How honest should we be? Various sources claim the average person tells multiple lies every day. I came across the following passage after a quick Internet search: “Men tell twice as many lies as women, it emerged yesterday. Researchers found they tell six fibs a day on average to their partner, boss and work colleagues, but women come out with just three. The study of 2,000 Britons also revealed that the most common lie told by both sexes was: ‘Nothing’s wrong, I’m fine.’”
Read more: http://www.dailymail.co.uk/news/article-1213171/Men-lie-times-day-twice-women-study-finds.html#ixzz1amW7Aa58” http://www.dailymail.co.uk/news/article-1213171/Men-lie-times-day-twice-women-study-finds.html#ixzz1agj3Jkoz
I don’t know how fair it is to generalize from a 2009 study of 2,000 Britons except to say that I have no reason to doubt the results. I don’t think many of us analyze everything we say to insure that it is wholly true; and I suspect that if we did, we might be surprised by the number of “fibs” we tell.

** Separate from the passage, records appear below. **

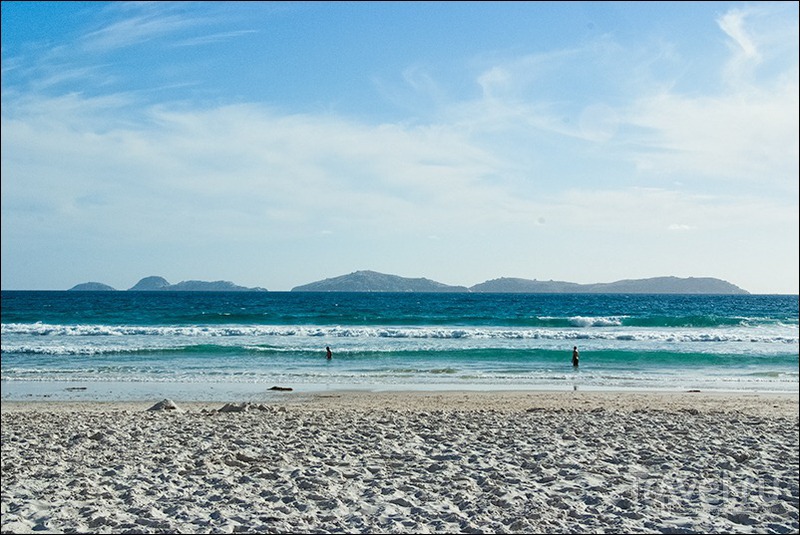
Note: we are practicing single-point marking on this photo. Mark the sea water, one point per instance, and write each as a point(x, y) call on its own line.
point(237, 345)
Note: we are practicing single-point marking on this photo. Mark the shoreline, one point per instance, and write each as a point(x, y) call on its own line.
point(770, 403)
point(406, 462)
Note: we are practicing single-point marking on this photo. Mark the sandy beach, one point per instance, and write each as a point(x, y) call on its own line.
point(406, 462)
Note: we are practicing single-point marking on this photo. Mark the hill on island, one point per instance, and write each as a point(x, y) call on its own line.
point(160, 284)
point(92, 287)
point(655, 285)
point(371, 281)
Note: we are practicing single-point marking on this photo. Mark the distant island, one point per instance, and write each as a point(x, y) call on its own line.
point(160, 284)
point(372, 281)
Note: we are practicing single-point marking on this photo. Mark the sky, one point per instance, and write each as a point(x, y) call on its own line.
point(274, 144)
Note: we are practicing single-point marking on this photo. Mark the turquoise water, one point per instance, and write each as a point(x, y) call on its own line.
point(204, 345)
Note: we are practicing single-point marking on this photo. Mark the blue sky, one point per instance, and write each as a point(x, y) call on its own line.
point(274, 144)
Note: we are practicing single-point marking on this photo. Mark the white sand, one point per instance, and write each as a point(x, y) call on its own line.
point(406, 462)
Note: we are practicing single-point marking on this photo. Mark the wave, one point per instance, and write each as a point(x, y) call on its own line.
point(774, 335)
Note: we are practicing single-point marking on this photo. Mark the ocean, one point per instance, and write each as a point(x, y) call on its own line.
point(236, 346)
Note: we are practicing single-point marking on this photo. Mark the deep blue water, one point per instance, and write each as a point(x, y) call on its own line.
point(217, 344)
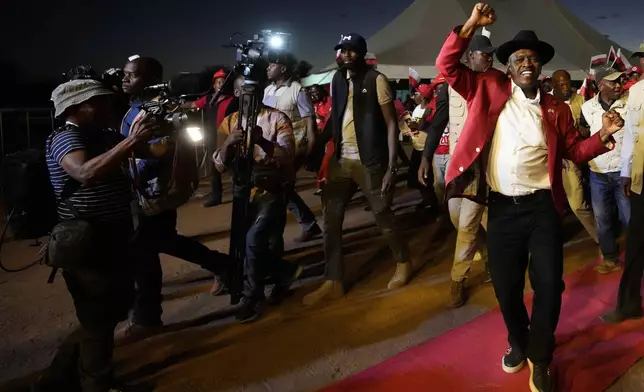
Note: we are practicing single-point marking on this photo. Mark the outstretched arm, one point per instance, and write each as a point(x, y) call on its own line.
point(457, 75)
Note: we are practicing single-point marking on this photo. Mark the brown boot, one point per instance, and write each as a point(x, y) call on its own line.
point(331, 289)
point(401, 276)
point(457, 294)
point(608, 266)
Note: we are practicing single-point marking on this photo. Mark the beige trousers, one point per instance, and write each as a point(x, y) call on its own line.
point(571, 176)
point(467, 216)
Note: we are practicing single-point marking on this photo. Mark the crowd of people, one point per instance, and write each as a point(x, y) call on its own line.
point(501, 151)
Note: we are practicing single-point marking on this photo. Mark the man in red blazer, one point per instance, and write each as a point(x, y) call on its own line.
point(510, 155)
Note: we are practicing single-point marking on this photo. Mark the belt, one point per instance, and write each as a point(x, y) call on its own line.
point(529, 198)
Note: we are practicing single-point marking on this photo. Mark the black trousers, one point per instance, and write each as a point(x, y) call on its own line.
point(215, 176)
point(264, 244)
point(158, 234)
point(343, 179)
point(629, 300)
point(517, 228)
point(103, 293)
point(427, 192)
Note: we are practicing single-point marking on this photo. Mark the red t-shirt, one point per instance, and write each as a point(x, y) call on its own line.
point(322, 112)
point(202, 102)
point(443, 145)
point(222, 107)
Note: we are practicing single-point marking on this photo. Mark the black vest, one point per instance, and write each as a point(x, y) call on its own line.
point(370, 125)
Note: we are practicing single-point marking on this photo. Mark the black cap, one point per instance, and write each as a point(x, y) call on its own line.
point(352, 41)
point(482, 44)
point(610, 74)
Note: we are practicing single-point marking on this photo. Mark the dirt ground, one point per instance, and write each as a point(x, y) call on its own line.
point(292, 348)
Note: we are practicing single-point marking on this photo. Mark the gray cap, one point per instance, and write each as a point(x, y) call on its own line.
point(76, 92)
point(610, 74)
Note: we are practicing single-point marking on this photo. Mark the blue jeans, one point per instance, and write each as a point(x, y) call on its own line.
point(607, 199)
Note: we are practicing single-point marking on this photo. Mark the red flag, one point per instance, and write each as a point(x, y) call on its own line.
point(371, 59)
point(585, 90)
point(621, 62)
point(597, 61)
point(414, 78)
point(611, 57)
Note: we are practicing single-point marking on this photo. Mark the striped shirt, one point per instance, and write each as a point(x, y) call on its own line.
point(106, 200)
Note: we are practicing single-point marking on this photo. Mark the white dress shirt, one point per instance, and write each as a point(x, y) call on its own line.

I come across a work-related situation lately that caused me to consider these questions. The National League of Cities (NLC) offers a prescription drug discount program to its members that claims, among other things, “Cities of all sizes have seen big savings – from nearly $500,000 for Clarksburg, W.Va., to more than $325,000 for Detroit.” The whole truth is that the reported savings to individual pharmacy users are what they would have saved if they had purchased the drugs at “usual and customary” prices that less than ten percent of the population actually pays. There is no way to measure actual savings because the pharmacies have no way of knowing whether the people using the cards would have used an equally accessible card offering the same discount. My initial reaction to this information was anger that the NLC appeared to be misleading its members about the benefits of the prescription drug program. I learned after some investigation, however, that the program apparently does reduce the number of people who pay “usual and customary” pharmacy costs and that these people are probably those who can least afford to pay the full price. The promotion may not give the whole story, but the bottom line is that the program is helping people.
I think citizens often get angry at government for the same reason I was upset with the NLC. We run programs or confront issues that are complex and difficult to explain; so we try to simplify what we say to make it understandable to as many people as possible. We generally don’t have the resources to accurately convey every nuance of an important issue. We are not alone. Newspapers and the media in general confront the same problem. The inability to convey the whole story coupled with the natural desire to put the best face on a problem leads to distrust and skepticism.
The cure for my suspicion and anger was a patient employee of the NLC who took the time to explain his program and answer my questions without being defensive or showing resentment that I was taking up his valuable time. Our conversation was a good reminder to me of the importance of taking advantage of every opportunity to build trust one person at a time. Women are apparently better at this than men; so I am resolved to improve my performance in the future. The unfortunate side effect of this resolve may be that anyone who asks how I’m doing from now on may hear more than they really want to know.